O elenco de apoio apresentado neste episódio é muito bom, se for pintado com um pincel bastante amplo. Mas esses personagens são principalmente um meio para um fim. É tudo sobre Rick estar em conflito direto e literal consigo mesmo, tentando o seu melhor para não ser arrancado desta vida idílica e voltar a se colocar na pele de um cientista louco que viaja pelo multiverso. É um conflito inerentemente triste, por isso é apropriado que Os Dias, Sete Noites de Ricks não seja tão abertamente engraçado quanto muitos outros capítulos da série.

Isso não quer dizer que não haja diversão. Este episódio segue “Ted” enquanto ele transforma seu trailer e equipamento comum de boliche em armas poderosas. Um tiroteio épico acontece na pista de boliche, enquanto Ted e sua turma enfrentam com sucesso (mas tragicamente) o exército de drones de Rick. Mas, como ilustra a morte de Brenda (Amy Ryan), há uma escuridão fundamental à espreita no centro deste conflito.

A segunda metade do episódio realmente enfatiza esse fato. Isso permite que Ted e seus amigos vençam, mas essa vitória imediatamente se mostra vazia e cara. Quando os amigos de Ted descobrem sobre sua vida como Rick, tudo fica contaminado. Já não se contentavam com bowling, pesca e algumas cervejas. Eles anseiam por olhos de laser e armas de teletransporte e todos os luxos que advêm de ser amigo das pessoas mais inteligentes do universo. Então, previsivelmente, tudo pode sair do controle rapidamente.

O segundo episódio realmente atinge o alvo emocionalmente em seus minutos finais. A essa altura, Ted pode ter derrotado Rick tecnicamente, mas ele se tornou Rick em todos os aspectos que realmente importam. Ele expulsou seu amigo. Ele está profundamente infeliz e se sente sobrecarregado pelo preço que a superciência ao seu redor está cobrando. Suas férias haviam acabado de verdade.

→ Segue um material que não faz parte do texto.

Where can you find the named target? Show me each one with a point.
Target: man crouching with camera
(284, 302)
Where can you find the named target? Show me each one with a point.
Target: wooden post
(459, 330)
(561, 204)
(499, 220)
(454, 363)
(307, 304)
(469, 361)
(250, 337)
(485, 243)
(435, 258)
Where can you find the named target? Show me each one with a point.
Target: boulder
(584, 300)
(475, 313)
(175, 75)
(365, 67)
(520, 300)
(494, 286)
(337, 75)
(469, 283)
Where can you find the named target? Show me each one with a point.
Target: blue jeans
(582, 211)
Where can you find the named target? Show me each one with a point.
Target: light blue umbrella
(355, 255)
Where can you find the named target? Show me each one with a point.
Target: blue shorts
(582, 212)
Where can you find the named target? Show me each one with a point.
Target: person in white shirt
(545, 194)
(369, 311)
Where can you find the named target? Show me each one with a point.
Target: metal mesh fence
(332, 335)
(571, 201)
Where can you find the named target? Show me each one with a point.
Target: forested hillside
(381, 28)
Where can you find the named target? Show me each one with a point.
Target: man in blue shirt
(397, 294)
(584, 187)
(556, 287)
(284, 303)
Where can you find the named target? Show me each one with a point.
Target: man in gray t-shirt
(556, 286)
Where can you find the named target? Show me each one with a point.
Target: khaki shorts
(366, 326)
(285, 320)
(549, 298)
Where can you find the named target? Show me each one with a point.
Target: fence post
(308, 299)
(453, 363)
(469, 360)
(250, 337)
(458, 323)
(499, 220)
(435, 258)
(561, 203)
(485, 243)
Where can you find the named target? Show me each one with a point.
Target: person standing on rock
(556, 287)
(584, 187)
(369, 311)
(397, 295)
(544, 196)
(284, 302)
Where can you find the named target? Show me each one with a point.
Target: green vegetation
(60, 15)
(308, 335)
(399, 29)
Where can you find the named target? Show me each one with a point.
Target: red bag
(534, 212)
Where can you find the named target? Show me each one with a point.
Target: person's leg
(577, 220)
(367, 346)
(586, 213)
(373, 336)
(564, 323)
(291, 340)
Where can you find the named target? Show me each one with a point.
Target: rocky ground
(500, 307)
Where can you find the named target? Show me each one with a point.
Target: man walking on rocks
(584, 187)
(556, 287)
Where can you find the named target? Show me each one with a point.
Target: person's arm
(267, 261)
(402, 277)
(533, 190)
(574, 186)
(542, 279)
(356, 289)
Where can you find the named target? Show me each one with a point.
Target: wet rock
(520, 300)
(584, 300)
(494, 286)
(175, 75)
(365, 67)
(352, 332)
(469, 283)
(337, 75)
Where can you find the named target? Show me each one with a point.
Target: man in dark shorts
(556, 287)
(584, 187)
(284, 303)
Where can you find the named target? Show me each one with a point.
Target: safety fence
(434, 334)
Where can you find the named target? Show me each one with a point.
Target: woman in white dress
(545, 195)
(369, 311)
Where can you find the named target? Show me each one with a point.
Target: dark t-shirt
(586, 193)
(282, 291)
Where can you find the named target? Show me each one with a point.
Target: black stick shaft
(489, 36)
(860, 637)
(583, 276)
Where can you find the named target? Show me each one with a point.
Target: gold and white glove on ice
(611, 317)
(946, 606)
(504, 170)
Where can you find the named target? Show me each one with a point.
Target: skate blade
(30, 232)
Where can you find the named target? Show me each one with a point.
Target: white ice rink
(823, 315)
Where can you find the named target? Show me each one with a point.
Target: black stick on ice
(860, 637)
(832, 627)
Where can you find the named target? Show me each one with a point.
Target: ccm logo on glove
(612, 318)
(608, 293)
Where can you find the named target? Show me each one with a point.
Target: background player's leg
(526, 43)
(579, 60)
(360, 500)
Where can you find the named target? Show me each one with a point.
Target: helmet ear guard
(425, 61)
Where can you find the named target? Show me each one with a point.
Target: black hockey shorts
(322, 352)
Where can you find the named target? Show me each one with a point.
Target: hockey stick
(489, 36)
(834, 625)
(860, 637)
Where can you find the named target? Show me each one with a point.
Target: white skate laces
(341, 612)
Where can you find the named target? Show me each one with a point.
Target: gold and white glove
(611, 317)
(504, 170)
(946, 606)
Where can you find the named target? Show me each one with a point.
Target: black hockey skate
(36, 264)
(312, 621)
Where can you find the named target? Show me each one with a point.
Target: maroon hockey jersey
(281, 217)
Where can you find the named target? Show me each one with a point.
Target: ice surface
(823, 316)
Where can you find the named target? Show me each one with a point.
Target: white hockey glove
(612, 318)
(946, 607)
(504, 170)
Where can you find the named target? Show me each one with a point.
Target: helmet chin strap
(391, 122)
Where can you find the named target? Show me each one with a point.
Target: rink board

A cena final entre Rick e Morty (Harry Belden) é uma maneira especialmente poderosa de encerrar esse conflito sombrio. Ted está buscando desesperadamente alguma garantia de que será mais feliz e contente do que Rick e, para seu crédito, Morty tenta fornecer essa garantia, apesar de saber o quão falso isso é. Então Ted cedeu e apertou o botão vermelho. Nesse ponto, temos que questionar se o botão traz algum benefício. Ted ainda tem alguma coisa para apagar ou ele completou sua regressão e se tornou Rick Sanchez novamente? Raramente a série articulou de forma tão eloquente a pura angústia da existência de Rick.